Teatro Romea. Madrid, noviembre de 1915. La Argentinita, más célebre por sus imitaciones que por sus bailes, en las que demuestra, escribió El Imparcial, “su exquisito espíritu observador”, parodia «El matrimonio», un cuplé popularizado por Raquel Meller, diva absoluta del momento. La española más famosa del mundo.
Curtida en los peores ambientes antes del estrellato, dice la leyenda que nació en un pueblo de Zaragoza en 1888. De familia humilde, vivió en Francia al cuidado de una tía monja y fue modistilla en el Poble Sec, para acabar girando de cupletista por antros de dudosa reputación, donde a las artistas se les exigía algo más que cantar.
La Bella Raquel, su primer nombre artístico, empezó a triunfar en 1911 con La violetera y El relicario. Pronto la Meller (dicen que adoptó el apellido de un antiguo amor alemán, suponemos que rubio como la cerveza), debutó en el Olympia de París y empezó a recorrer los mejores escenarios de Europa, Hispanoamérica y Estados Unidos.
Cuentan las crónicas que Alfonso XIII, aficionado a las cantantes, la invitó un día al Palacio Real: “El mismo trecho hay del teatro al palacio que del palacio al teatro; si quiere verme, que venga”, contestó. Poco después la egregia figura hizo presencia en un palco, acompañado por la reina, Victoria Eugenia.
El relicario era su número estrella. La orquesta tocaba bajito y ella salía de entre la oscuridad, con un único foco iluminándola, de luto y mantilla. Una imagen icónica, copiada posteriormente por Sara Montiel o Carmen Sevilla, que se convertiría en la portada de la revista Time del 26 de abril de 1926. La publicación reseñaba una de sus actuaciones en el teatro Empire de Nueva York, donde el telón se levantó 26 veces ante la insistencia de un público entre el que se encontraba Cecil B. DeMille, Rodolfo Valentino o Charles Chaplin. Cantó trece canciones, todas en español. La revista diría que sus manos eran como rostros, por la expresividad trágica de sus movimientos.

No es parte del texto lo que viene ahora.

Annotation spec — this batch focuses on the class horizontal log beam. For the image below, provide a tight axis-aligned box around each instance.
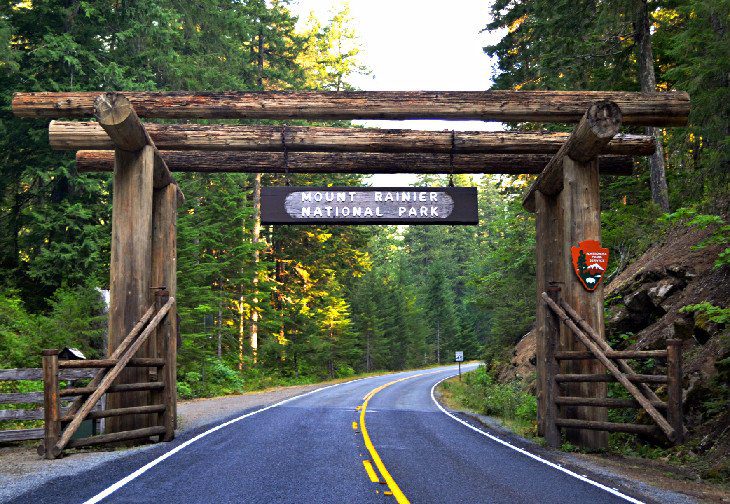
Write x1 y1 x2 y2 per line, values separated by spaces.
555 419 662 435
49 122 657 156
0 408 44 421
0 428 44 442
13 91 690 126
58 358 165 368
65 425 166 449
76 150 634 175
554 350 668 360
60 404 165 422
555 373 668 384
0 368 96 381
0 392 44 404
555 396 666 409
523 101 622 212
60 381 164 397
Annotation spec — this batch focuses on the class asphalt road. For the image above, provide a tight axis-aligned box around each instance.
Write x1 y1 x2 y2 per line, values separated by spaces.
9 365 658 503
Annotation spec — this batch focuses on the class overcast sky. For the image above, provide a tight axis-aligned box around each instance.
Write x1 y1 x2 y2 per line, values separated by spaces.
289 1 504 185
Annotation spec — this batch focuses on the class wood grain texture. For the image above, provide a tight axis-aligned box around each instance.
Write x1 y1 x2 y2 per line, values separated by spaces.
76 150 634 175
557 156 608 449
667 339 684 443
0 368 96 381
107 145 155 435
49 122 657 156
41 350 60 459
0 428 44 442
93 93 147 151
13 90 690 126
523 101 622 212
151 184 178 440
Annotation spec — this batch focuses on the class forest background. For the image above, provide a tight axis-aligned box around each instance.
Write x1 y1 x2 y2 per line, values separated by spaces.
0 0 726 399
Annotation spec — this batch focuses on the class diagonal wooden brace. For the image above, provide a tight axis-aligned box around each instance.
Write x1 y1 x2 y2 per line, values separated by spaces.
542 293 675 441
51 298 175 458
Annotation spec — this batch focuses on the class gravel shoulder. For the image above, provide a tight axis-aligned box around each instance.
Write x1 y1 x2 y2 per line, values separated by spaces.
0 382 325 503
434 385 730 504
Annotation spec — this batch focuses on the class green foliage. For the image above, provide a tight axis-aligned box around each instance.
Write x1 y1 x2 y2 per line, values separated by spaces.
662 208 730 268
679 302 730 325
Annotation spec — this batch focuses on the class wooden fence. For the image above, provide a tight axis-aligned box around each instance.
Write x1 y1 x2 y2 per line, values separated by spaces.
40 292 176 459
540 289 685 447
0 367 99 443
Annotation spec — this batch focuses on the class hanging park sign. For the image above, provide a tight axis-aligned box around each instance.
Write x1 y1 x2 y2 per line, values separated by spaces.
261 187 478 225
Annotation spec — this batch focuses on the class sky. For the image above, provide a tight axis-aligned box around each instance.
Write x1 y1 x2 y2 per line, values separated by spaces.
289 0 504 186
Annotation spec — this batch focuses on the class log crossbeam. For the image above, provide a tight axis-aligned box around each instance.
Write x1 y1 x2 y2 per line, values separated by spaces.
13 90 690 126
49 122 657 156
75 150 635 175
523 101 623 212
93 93 183 200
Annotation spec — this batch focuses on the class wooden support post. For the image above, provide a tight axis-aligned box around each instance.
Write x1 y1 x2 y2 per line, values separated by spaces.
544 287 561 448
41 350 60 459
667 339 684 444
534 190 564 437
151 182 178 440
107 145 155 434
558 156 608 449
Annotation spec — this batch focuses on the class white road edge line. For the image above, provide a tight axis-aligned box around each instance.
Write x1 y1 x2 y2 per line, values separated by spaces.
83 375 377 504
430 374 645 504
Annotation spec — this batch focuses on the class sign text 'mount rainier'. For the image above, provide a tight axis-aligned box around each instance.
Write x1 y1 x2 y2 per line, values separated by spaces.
261 187 478 225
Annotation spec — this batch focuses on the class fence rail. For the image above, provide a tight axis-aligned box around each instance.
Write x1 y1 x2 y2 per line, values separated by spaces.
540 289 685 447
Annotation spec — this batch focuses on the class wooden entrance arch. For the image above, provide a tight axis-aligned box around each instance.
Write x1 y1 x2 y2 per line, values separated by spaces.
12 89 689 455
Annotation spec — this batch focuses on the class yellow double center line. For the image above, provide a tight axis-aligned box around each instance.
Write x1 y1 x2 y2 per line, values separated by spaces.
358 372 434 504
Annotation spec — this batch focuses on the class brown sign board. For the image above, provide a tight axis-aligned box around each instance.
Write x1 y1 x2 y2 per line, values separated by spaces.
261 187 478 225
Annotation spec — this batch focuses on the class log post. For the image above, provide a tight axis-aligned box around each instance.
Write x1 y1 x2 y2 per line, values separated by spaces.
41 350 60 459
151 183 178 441
558 155 608 449
544 286 562 448
107 145 155 434
667 339 684 444
534 190 564 437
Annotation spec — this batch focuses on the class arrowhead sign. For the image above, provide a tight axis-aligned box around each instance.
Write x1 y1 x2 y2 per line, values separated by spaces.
571 240 609 291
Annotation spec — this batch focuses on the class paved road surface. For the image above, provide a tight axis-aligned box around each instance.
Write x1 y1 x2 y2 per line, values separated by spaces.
9 365 659 503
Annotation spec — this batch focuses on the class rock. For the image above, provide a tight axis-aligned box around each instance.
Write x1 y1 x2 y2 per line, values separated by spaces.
672 316 695 341
624 289 654 313
647 278 685 306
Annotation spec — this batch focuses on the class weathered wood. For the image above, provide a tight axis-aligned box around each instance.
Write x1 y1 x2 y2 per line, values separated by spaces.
558 299 663 404
545 293 675 440
66 426 166 449
534 189 564 445
543 288 561 448
64 305 156 421
667 339 684 443
0 392 45 404
61 382 165 397
58 358 165 368
0 368 96 381
554 350 668 360
0 428 44 442
42 350 60 459
555 155 609 448
54 297 174 456
49 122 657 156
92 93 176 190
555 419 662 435
0 408 44 421
151 184 178 439
76 150 634 175
93 93 147 151
60 404 165 422
13 91 690 126
555 396 666 409
107 145 155 435
555 373 668 384
523 101 622 212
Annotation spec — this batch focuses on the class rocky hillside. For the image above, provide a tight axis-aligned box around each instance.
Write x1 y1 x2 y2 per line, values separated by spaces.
499 223 729 478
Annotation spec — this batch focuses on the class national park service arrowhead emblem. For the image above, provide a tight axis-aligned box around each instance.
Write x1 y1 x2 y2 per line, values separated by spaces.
571 240 609 291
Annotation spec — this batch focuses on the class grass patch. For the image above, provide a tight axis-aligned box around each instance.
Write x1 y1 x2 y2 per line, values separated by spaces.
438 365 538 438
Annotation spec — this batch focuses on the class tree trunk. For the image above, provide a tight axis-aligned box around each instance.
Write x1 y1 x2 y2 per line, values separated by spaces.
250 173 261 364
217 293 223 359
436 320 441 364
635 0 670 211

Por entonces ya era una diva mundial. Del teatro había saltado al cine mudo con Violetas imperiales (1923) o Carmen (1926). Llegó a cobrar más que Gardel y Maurice Chevalier, las dos grandes estrellas internacionales de la época, y en su casa de París conservaba obras de Renoir, Rodin, Matisse, Toulouse-Lautrec o Picasso, y hasta un piano que fue de Mozart.
Escribió Cansinos Assens que transmitía la verdad absoluta que existe en la canción popular, y por ello fue admirada, además de por el gran público, por personajes de la talla de Manuel Machado, Santiago Rusiñol, Sarah Bernhardt, Vicente Blasco Ibáñez, Aldous Huxley, Benito Pérez Galdós o Jacinto Benavente. Julio Romero de Torres la retrató, al igual que Sorolla, que tuvo la desgracia de enamorarse de ella.
Chaplin llegó a ofrecerle varios papeles protagonistas, que no llegaron a concretarse por desinterés de la diva, pero la fascinación del inglés por la aragonesa acabó por introducir La violetera en la famosa escena de Luces de ciudad donde Charlot se encuentra con la vendedora de flores.
La guerra marcó el inicio de su ocaso. Dilapidó su enorme fortuna (parte fue requisada por los nazis), a la vez que iba abandonándola la fama. Se dice que hizo voto de pobreza y hasta que se la vio mendigando. Volvió alguna vez a los escenarios, sin el éxito de antaño. Ante la pregunta de un gacetillero sobre si su regreso a las tablas podría empañar su prestigio, contestó: “No. Por poco que haga, hago más que las demás”. Murió en 1962. A su entierro en Montjuic acudieron miles de admiradores.